Input fields are optional in a field mapping specification. For example, CURRENT_TIMESTAMP() is a valid field mapping SQL expression that can be used to record the insertion time for every input record.

Output field is also optional in a field mapping specification. This is common when the field mapping was created to drop one or more input fields.

The same field name can be specified as both input and output field, if you wish to overwrite the field with the result of the field mapping SQL expression.

Any field may be used as the output of a field mapping. Special fields require the result of the field mapping SQL expression to be of a specific type:

  • _id: The field mapping SQL expression must return a string that is used as a primary key (so must be unique across all documents in a collection).
  • _event_time: The field mapping SQL expression must return a timestamp.

All field mappings specified will be executed independent of each other and in parallel. So, one field mapping specification should not depend on the output of another field mapping.

Use Cases

Here are some of the commmon reasons to use field mappings.

Type Coercion

You can map an input field to a specific advanced data type, such as mapping an input string field into a date, datetime or timestamp field.

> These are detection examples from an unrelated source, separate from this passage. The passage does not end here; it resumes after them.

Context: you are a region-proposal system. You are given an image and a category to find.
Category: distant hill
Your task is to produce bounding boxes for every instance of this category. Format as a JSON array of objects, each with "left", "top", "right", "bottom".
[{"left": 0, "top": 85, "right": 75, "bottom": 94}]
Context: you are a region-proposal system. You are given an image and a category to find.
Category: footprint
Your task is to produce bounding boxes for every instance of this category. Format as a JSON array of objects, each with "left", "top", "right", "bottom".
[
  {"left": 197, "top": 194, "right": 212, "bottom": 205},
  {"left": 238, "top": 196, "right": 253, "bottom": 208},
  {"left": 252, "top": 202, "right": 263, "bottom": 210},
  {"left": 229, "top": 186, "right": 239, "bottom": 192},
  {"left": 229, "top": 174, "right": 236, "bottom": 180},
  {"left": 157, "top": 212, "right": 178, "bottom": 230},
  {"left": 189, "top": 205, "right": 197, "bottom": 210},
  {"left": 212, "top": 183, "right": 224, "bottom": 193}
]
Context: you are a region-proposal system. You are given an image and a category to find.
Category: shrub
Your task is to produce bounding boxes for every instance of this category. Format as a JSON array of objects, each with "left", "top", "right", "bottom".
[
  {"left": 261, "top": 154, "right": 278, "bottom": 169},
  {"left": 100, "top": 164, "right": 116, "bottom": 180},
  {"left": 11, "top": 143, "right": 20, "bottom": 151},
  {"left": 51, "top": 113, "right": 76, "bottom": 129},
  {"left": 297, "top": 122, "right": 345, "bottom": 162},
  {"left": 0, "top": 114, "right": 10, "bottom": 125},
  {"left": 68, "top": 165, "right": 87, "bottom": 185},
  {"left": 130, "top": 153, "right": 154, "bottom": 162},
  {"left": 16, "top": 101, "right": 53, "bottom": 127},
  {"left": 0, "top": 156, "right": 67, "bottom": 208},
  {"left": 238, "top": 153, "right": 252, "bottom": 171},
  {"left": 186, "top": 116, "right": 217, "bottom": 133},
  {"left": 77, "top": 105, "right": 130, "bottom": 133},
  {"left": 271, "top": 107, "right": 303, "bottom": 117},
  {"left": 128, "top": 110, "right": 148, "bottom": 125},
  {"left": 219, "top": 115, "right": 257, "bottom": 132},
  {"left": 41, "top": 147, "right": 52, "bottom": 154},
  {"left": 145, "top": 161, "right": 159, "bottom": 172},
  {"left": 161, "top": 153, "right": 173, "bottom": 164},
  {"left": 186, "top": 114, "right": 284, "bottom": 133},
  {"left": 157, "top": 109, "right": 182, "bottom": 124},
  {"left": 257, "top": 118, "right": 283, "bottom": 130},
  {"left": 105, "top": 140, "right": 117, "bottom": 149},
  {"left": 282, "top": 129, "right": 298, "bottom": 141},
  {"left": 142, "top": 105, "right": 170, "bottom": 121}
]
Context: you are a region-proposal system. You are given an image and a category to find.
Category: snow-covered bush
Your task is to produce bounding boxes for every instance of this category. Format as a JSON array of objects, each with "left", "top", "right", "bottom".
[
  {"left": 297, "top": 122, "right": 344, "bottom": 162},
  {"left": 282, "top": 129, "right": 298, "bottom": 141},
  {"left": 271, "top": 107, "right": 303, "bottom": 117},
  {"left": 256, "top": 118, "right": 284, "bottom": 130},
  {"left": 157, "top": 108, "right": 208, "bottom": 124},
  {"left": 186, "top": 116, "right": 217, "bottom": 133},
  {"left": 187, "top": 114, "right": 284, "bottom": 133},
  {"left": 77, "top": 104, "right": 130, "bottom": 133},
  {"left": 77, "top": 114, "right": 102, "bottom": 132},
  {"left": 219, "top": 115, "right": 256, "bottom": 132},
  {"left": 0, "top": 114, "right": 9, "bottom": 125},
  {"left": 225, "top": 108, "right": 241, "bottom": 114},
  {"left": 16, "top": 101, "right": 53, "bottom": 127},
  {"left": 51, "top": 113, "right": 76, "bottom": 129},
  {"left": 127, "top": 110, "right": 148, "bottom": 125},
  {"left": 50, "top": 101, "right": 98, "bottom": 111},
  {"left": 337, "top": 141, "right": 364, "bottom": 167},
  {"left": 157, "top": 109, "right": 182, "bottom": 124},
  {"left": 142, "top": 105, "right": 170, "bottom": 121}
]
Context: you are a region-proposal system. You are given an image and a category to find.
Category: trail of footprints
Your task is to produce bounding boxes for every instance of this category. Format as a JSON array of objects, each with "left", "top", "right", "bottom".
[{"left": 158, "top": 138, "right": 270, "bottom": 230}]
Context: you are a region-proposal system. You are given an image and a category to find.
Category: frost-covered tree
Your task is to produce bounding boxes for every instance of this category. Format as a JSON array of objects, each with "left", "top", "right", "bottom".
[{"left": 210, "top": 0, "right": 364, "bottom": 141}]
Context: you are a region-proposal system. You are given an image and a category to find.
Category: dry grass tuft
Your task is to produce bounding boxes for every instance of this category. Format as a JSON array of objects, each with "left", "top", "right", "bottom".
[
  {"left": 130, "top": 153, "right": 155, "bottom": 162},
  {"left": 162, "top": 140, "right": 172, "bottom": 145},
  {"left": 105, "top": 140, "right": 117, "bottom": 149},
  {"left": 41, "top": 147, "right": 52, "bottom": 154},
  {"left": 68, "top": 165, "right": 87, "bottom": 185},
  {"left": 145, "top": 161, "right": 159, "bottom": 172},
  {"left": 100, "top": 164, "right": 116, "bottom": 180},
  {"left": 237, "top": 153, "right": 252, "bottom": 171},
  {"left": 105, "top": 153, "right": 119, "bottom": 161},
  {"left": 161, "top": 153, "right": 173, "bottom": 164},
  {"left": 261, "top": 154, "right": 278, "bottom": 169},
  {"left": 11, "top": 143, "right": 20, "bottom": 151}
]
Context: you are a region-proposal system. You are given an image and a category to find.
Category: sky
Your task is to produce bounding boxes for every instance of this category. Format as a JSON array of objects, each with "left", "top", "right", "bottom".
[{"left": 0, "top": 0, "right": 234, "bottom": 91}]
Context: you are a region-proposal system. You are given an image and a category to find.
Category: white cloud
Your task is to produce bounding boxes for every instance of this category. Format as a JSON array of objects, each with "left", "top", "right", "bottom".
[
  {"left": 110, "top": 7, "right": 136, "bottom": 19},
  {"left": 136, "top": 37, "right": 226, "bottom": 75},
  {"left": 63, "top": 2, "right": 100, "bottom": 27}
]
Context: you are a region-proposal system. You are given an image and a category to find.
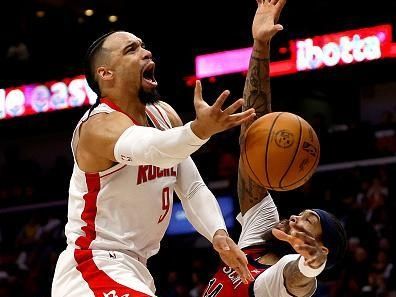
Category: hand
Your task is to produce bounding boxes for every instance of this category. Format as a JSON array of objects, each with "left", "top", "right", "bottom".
[
  {"left": 252, "top": 0, "right": 286, "bottom": 42},
  {"left": 272, "top": 222, "right": 329, "bottom": 268},
  {"left": 213, "top": 230, "right": 254, "bottom": 284},
  {"left": 191, "top": 80, "right": 256, "bottom": 139}
]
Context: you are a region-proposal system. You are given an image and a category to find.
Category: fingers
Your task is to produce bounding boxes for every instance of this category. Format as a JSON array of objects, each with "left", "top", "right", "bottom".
[
  {"left": 213, "top": 237, "right": 230, "bottom": 253},
  {"left": 194, "top": 80, "right": 203, "bottom": 101},
  {"left": 272, "top": 228, "right": 293, "bottom": 243},
  {"left": 294, "top": 244, "right": 318, "bottom": 259},
  {"left": 290, "top": 221, "right": 314, "bottom": 237},
  {"left": 224, "top": 98, "right": 245, "bottom": 115},
  {"left": 212, "top": 90, "right": 235, "bottom": 109}
]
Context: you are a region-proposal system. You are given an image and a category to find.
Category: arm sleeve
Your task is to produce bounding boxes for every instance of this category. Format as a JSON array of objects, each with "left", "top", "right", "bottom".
[
  {"left": 114, "top": 122, "right": 208, "bottom": 168},
  {"left": 237, "top": 193, "right": 279, "bottom": 248},
  {"left": 175, "top": 158, "right": 227, "bottom": 242},
  {"left": 253, "top": 254, "right": 317, "bottom": 297}
]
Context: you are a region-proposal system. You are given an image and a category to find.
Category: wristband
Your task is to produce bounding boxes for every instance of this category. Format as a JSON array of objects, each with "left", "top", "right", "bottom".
[{"left": 298, "top": 256, "right": 326, "bottom": 277}]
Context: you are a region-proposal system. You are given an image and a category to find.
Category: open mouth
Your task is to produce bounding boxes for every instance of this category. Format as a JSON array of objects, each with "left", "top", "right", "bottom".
[{"left": 143, "top": 62, "right": 158, "bottom": 87}]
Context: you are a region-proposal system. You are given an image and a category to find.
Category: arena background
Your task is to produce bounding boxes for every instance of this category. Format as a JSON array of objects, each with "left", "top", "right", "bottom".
[{"left": 0, "top": 0, "right": 396, "bottom": 297}]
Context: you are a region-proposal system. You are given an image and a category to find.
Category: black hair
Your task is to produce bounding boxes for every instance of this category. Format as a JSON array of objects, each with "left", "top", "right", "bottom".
[{"left": 84, "top": 31, "right": 117, "bottom": 118}]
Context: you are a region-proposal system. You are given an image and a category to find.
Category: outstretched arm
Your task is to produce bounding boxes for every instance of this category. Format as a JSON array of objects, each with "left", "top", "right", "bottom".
[
  {"left": 272, "top": 222, "right": 329, "bottom": 296},
  {"left": 238, "top": 0, "right": 286, "bottom": 214}
]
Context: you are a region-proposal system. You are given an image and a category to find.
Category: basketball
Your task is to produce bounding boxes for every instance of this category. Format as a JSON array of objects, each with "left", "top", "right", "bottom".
[{"left": 241, "top": 112, "right": 320, "bottom": 191}]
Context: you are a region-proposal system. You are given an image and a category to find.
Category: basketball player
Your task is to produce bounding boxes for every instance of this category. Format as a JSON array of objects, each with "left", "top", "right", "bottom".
[
  {"left": 204, "top": 0, "right": 346, "bottom": 297},
  {"left": 52, "top": 32, "right": 255, "bottom": 297}
]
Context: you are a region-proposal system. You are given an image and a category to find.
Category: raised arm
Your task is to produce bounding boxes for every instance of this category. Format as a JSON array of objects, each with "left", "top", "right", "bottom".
[
  {"left": 238, "top": 0, "right": 286, "bottom": 214},
  {"left": 77, "top": 81, "right": 255, "bottom": 172}
]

Example field mapping expression:

CAST(:last_updated_at as DATETIME)

PII/PHI Masking

If your input dataset has PII (personally identifiable information) or PHI (protected health information) fields, you can use a one-way crypto hash function such as SHA256() on the input field, so that Rockset only stores the hashed value and not the original PII/PHI field.

Example:

TO_HEX(SHA256(:email_address))

Search Tokenization

Text fields in the input can be tokenized upon ingest so that you can run search queries (still using SQL).

Example:

TOKENIZE(:tweet_text, 'en_US')

Functional Index

If your application involves queries with complex SQL functions that makes query processing slow, you could use a field mapping to pre-compute the result of the expensive SQL expression at data ingest. Queries on such computed output fields would be much faster than executing the SQL expression at query time.

Example:

-- extract the domain from the input email address
REGEXP_EXTRACT_ALL(
    :email_address,
    '^([a-zA-Z0-9_.+-]+)@([a-zA-Z0-9-]+\.[a-zA-Z0-9-.]+$)',
    2)

Dropping Fields

If you have unused large fields in your input data set, you can drop them upon ingest to save cost.

Using Console

The field mappings can be specified at collection creation time. See example below: Rockset Create Collection with Field Masking

Using CLI

The field mappings can also be defined in a YAML file specified at collection creation time, such as the one below.

type: COLLECTION
name: users
field_mappings:
- name: anonymize_name        # name of the mapping
  input_fields:
  - field_name: 'name'        # SQL qualified name

    # Behaviour if field is NULL or missing:
    # - skip: skip the update, drop fields are still dropped (default)
    # - pass: pass NULL to the update function
    if_missing: 'SKIP'
    is_drop: true             # drop this field from the doc
    param: 'name'             # exported name/alias for the field. This can be referred to in the SQL expression
  output_field:
    field_name: 'name_anon'
    value:
      sql: 'TO_HEX(SHA256(:name))'    # Any SQL expression

    # Error behavior:
    # - skip: Skip this output field (default)
    # - fail: Fail the update
    # Note that fields with "is_drop: true" are always dropped
    # Error behavior must be "fail" for special output fields (_id, _event_time)
    on_error: "FAIL"

If you are using SHA256 or any other hashing function, be aware that these functions return bytes rather than string, so, if you need the output field to be string (such as if the output field is _id), you may convert to a hex string using TO_HEX (see string functions).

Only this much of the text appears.